More specifically, upon initiation of a recovery process for VM X 104X, the recovery agent 142 instantiates a new virtual machine, test VM 144, at the recovery site 140. In some examples, the test VM 144 is built from the backup 126 as a replicated copy of VM X 104X (e.g., booting from a copy of a boot drive of VM X 104X recovered from the backup(s) 126, along with any other persistent data and/or drives of VM X 104X), and as such, may execute the same operating system and applications as configured for VM X 104X. These examples are referred to herein as “replication testing,” inasmuch as the test VM 144 is a replicated copy of VM X 104X. In other examples, the test VM 144 is built with its own operating system (e.g., independent of the backups 126 of VM X 104X). These examples are referred to herein as “independent copy testing,” as the test VM 144 receives a copy of the backup 126 but independently provides the underlying OS executed by the test VM 144. In either case, one of the versions of the backup 126 of VM X 104 is copied to persistent storage allocated to the test VM 144, represented in FIG. 1 as “Backup L” 126L. In either instance, a hash of the file may be used, such as a sha256 or md5 of the file. Initially, “Backup 1” of the backups 126 (e.g., the most recent of the backups 126) is copied to the test VM 144 for malware inspection. This data copy of “Backup L” 126L to the test VM 144 can be any type of data copy sufficient to enable the systems and methods described herein. Accordingly, the files of “Backup L” 126L are copied to, and present on, the test VM 144 for malware analysis.


Additionally, a malware agent 146 is installed on the test VM 144. The malware agent 146 is a software component configured to perform malware analysis on files local to the test VM 144 and, more particularly, to the files of “Backup L” 126L. The malware agent 146 may be, for example, an endpoint of a malware prevention system that includes a malware manager 130 running at a secondary site, such as the storage site 120, as a cloud service, or the like. In some examples, the recovery agent 142 causes the malware agent 146 to be installed on the test VM 144. In other examples, the malware agent 146 may come already installed on the test VM 144. For example, in replication testing examples, the malware agent 146 is already installed on VM X 104X, while in independent copy testing examples, the malware agent 146 is already installed on a golden image used to build the test VM 144 and associated operating system. In some examples, the malware agent 146 may be installed on its own virtual disk drive (not shown) and may be provisioned or mounted to the test VM 144 for installation or execution.
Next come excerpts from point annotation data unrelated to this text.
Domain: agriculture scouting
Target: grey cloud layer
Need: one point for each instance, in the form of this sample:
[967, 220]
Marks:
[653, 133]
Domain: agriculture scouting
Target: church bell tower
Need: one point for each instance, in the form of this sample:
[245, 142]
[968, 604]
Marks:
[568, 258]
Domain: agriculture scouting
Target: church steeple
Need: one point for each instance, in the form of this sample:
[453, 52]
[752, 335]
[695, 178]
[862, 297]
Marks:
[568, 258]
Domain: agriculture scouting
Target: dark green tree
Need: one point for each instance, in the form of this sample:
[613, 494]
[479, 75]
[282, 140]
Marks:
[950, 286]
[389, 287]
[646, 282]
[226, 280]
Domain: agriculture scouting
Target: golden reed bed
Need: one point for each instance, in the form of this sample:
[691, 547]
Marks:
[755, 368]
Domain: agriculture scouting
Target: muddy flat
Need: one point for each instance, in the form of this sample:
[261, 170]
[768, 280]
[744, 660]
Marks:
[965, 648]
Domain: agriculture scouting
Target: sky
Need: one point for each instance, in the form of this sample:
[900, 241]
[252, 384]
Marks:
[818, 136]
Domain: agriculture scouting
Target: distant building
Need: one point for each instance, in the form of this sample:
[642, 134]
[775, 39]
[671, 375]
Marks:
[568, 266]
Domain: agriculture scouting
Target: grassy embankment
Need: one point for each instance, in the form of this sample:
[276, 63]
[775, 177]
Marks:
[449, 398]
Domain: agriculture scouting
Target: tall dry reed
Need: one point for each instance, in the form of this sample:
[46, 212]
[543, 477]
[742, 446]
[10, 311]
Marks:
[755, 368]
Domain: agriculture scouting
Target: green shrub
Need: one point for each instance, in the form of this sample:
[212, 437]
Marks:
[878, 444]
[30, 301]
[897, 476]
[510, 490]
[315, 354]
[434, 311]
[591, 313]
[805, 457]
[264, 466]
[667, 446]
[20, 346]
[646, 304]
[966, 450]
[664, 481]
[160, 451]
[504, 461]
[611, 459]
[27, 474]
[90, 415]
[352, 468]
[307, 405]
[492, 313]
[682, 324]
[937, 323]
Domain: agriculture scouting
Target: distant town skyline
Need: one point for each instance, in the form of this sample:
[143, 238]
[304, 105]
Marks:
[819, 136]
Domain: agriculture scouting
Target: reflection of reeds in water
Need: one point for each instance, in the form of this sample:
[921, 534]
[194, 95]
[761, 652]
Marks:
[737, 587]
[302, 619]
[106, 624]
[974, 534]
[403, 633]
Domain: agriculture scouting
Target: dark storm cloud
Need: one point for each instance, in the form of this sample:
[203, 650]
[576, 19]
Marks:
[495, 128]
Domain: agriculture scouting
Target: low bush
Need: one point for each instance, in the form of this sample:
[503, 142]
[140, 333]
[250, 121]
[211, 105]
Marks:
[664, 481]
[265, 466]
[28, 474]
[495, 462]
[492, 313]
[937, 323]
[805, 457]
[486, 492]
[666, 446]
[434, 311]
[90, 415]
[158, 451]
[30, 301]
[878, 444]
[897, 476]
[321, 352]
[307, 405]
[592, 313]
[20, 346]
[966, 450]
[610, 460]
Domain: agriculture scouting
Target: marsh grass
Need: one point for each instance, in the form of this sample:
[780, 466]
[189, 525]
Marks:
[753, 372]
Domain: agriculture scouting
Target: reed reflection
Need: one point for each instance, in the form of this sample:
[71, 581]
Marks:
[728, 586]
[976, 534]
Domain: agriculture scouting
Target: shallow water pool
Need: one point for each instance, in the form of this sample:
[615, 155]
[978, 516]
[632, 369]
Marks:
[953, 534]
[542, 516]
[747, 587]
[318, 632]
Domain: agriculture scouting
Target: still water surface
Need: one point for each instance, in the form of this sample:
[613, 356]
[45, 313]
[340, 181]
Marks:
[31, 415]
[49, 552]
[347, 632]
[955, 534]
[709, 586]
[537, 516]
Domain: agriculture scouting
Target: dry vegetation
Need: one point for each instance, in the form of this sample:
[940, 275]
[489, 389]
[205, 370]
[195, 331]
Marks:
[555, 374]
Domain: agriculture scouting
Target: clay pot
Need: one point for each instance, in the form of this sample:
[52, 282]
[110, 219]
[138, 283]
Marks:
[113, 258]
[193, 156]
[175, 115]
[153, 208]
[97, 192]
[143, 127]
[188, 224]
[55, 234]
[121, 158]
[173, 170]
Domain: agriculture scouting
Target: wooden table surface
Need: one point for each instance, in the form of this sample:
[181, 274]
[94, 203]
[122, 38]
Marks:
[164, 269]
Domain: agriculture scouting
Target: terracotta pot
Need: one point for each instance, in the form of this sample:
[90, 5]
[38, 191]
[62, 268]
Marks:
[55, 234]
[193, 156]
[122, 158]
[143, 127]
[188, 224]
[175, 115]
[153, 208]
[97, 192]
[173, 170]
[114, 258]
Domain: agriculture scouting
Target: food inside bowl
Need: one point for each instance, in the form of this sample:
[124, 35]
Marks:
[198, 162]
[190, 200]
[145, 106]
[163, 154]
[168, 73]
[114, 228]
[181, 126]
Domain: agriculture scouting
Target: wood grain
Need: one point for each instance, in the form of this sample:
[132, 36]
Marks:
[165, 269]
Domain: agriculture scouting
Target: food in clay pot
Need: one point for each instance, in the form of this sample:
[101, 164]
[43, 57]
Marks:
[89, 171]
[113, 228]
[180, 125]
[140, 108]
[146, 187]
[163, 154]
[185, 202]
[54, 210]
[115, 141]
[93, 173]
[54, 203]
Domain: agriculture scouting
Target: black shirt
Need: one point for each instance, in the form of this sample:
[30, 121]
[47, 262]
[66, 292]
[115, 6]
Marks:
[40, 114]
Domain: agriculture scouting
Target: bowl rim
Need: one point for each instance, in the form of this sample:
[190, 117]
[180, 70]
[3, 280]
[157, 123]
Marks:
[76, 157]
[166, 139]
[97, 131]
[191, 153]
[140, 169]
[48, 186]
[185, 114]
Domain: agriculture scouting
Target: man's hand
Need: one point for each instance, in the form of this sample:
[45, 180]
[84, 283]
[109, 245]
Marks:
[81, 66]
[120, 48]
The malware agent 146 is configured to perform file scanning of the files of the test VM 144 using security data 134 provided by the malware manager 130. In the example, the malware agent 146 transmits reputation request(s) 152 to the malware manager 130 requesting security data associated with the particular files that appear on the backup 126L. The reputation request 152 may, for example, include a file path of each of the files appearing on the backup 126L. The malware manager 130 has security data for files already stored in the security DB 132 and provides this security data 134 for each of the files in response to the request 152. This security data 134 includes, for example, a checksum or hash value associated with the particular file, representing a value that is expected to match the file as it appears on the backup 126L if that file is not corrupted (e.g., modified to contain a virus). For example, a hash is calculated using sha256 or md5. Any or all of the files of the backup 126L may have some security data 134 associated with that file. The malware manager 130 may look up the security data 134 for a given file from the security DB 132 based on, for example, an absolute path, a relative path, an application (e.g., based on application identifier, version, and the like), an operating system (e.g., OS version, patch level, and the like), a checksum value (e.g., created from the file as it appears on the backup 126L). Given that there can be many thousands files or more appearing on any given protected device 102, the security data 134 for all of the files of the backup 126L can range in the kilobytes to the gigabytes of security data 134.


The malware agent 146 uses this security data 134 while scanning the files of the backup 126L. For example, the malware agent 146 may receive a checksum of a given file (the “expected checksum”) from the malware manager 130 and may compare the expected checksum to a checksum made from the file as it appears on the backup 126L (the “actual checksum”). In the case where the actual checksum does not match the expected checksum, the malware agent 146 may identify this file as potentially containing malware. If malware is identified, then this particular backup 126 may be identified as corrupt and thus the recovery manager 122 may move onto the next backup 126 and continue to look for an uninfected backup 126. In some examples, the malware agent 146 issues an alert with the file name, hash value (e.g., sha256 hash) and prompts for deeper inspection. The malware agent 146 may also upload the suspicious file to the malware manager 130 for further analysis. The further analysis may be done by a threat research team (e.g., in an asynchronous manner at the malware manager 130).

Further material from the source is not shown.